A Most Curious Interview
How did a fresh-faced 24 year-old, with a shiny new degree in history, end up chasing creepy-crawlies for a living?
A good question. And not an easy one to answer. Life just produced one of those weird sets of circumstances that leaves you mystified, looking back, as to how it all happened.
1978 was not a good year for graduates. Work was hard to find, so it was with some surprise and delight that I landed a job with a national wholesale warehouse chain. I was a management trainee, this was a plum job, my future was assured. After a well-deserved summer break in the south of France I commenced my new career in September of that year with high hopes.
Shelf stacking, what I learned was shelf stacking!
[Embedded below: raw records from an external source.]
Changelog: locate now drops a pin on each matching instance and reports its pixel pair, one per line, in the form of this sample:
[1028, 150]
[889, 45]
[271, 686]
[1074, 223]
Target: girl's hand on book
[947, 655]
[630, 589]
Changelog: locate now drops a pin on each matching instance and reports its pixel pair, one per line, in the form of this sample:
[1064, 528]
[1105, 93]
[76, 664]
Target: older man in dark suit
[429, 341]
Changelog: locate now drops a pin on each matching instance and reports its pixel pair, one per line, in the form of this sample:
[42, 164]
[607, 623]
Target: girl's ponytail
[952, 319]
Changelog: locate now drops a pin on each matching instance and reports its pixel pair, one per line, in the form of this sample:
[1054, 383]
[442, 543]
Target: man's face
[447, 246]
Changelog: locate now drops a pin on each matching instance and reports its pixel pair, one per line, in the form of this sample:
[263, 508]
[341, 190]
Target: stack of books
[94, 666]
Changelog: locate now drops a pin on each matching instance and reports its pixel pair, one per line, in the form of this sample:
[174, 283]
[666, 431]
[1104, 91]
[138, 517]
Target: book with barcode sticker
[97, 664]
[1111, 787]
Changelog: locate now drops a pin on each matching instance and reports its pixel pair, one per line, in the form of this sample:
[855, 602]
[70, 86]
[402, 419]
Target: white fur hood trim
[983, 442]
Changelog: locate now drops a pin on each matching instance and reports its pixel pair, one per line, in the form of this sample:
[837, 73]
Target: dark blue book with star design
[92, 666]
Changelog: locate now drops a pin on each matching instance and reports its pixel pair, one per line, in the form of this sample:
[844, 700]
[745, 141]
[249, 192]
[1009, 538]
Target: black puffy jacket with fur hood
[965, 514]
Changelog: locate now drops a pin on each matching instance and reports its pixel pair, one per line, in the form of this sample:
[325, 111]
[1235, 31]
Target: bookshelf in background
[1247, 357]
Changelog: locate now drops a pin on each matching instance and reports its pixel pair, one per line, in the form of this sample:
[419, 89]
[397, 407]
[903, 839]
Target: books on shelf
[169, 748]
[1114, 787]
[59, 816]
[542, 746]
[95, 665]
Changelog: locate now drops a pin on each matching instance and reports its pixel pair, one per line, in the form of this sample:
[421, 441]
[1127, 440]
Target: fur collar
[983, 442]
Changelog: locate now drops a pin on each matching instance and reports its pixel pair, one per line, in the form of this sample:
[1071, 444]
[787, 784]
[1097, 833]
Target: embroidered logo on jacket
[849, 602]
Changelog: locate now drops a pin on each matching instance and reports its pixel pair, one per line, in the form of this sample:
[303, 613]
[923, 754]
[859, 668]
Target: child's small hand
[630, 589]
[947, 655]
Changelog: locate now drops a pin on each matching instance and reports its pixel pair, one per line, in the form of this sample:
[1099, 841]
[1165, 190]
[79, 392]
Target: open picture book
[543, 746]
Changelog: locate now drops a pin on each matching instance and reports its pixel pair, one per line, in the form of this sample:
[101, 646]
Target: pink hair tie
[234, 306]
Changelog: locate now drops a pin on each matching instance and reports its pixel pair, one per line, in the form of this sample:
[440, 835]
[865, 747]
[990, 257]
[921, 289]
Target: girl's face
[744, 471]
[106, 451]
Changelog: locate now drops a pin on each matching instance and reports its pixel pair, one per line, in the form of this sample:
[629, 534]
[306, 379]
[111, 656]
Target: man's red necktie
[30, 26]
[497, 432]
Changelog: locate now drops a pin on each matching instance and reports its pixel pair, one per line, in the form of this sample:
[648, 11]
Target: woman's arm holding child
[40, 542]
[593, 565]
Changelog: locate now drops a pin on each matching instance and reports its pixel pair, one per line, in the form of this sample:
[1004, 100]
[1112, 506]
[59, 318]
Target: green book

By Xmas I was tearing my hair out with boredom. This was not the career for me. I told family and friends that I intended to leave the great job I had been so fortunate to get just a few months earlier.
“Look to the future,” they said, “You have prospects there.”
So I did.
I looked at my boss. Then I looked at his boss. They were standing next to me…shelf stacking .
I left shortly thereafter. My parents, not unnaturally, weren’t best pleased…they were keen that I should make an economic contribution to the family exchequer after 22 years of free-loading. In the interests of family harmony I spent the next 18 months as a commission-only salesman, trudging the highways and byways of Lancashire, knocking door to door.
Unsocial hours and general misery impelled me to move on again, which is how I found myself in the offices of a Manchester recruitment agency. I was there chasing another management trainee position, being a graduate and all, but the (remarkably attractive) lady interviewer was handling another vacancy which she felt I was ‘just right for’.
Which is how, a few days later, I found myself arriving at the Manchester branch of the world’s most famous pest control company, wondering how exactly my degree in history was going to of use there!
My interviewer was the branch manager, Archie Cabell. He shook my hand and invited me into his office, which incidentally seemed to be arriving at the same time as me. His desk and chair were still in shrink-wrap and we were surrounded by packing cases containing self-assembly furniture…one of which served as a chair for me.
Archie was fresh out of the army and this was his first day.
“I’ve never done an interview” stated Archie, “I’m not quite sure what to do.”
“Well, I’ve been for a couple,” I cheekily replied, “I’ll try and help you out!”
We spoke for half an hour or so, mostly about his army days, and he decided to put me forward for a second interview on the strength of my degree. He ended with a word to the wise, however. The next interviewer and final arbiter would be his boss, one Terry Cougan. A man universally detested and loathed in the company for his unforgiving and brusque manner.
Archie pulled no punches. As a graduate, my card was marked. I knew exactly what to expect next. Terry was an ex-miner who had pulled himself up and out of the pits by his boot straps. Now in a senior position with a footsie 100 company he most definitely did not like graduates, they were privileged and therefore automatically loathsome. I was advised to go away and learn all I could about the company and the business. I was in for a grilling.
A couple of weeks later I arrived back at the self-same, but now fully constructed, office. I was confronted by a fearsome-looking, middle aged, portly chap who barely lifted his eyes from my CV as I entered the room.
After a minute’s silence he opened the interview with “Atherton lad are you?” I affirmed that I was.
“I used to work down Chanter’s colliery,” he volunteered, with that sort of inverse snobbery that said “I got where I am today by hard work not some bit of paper.”
That was my ace in the hole!
“My Uncle Jack worked there most of his life.”
“Really, Jack who?”
He beamed. “You’re never Jack Barnes’ nephew are you?”
The next half hour was spent in reminiscence about his days down the pit, pausing only briefly to inform me that I’d got the job and did I have any questions.
And that is how, on May 1st 1980, I arrived back at the branch to start my new career as a salesman in pest control. Company car, £400 per month plus commission and all the rat poison I needed.
I was at the wrong office of course. They had internally transferred me to Preston without bothering to let me know and my trainer awaited me elsewhere. The farcical precedent had been set.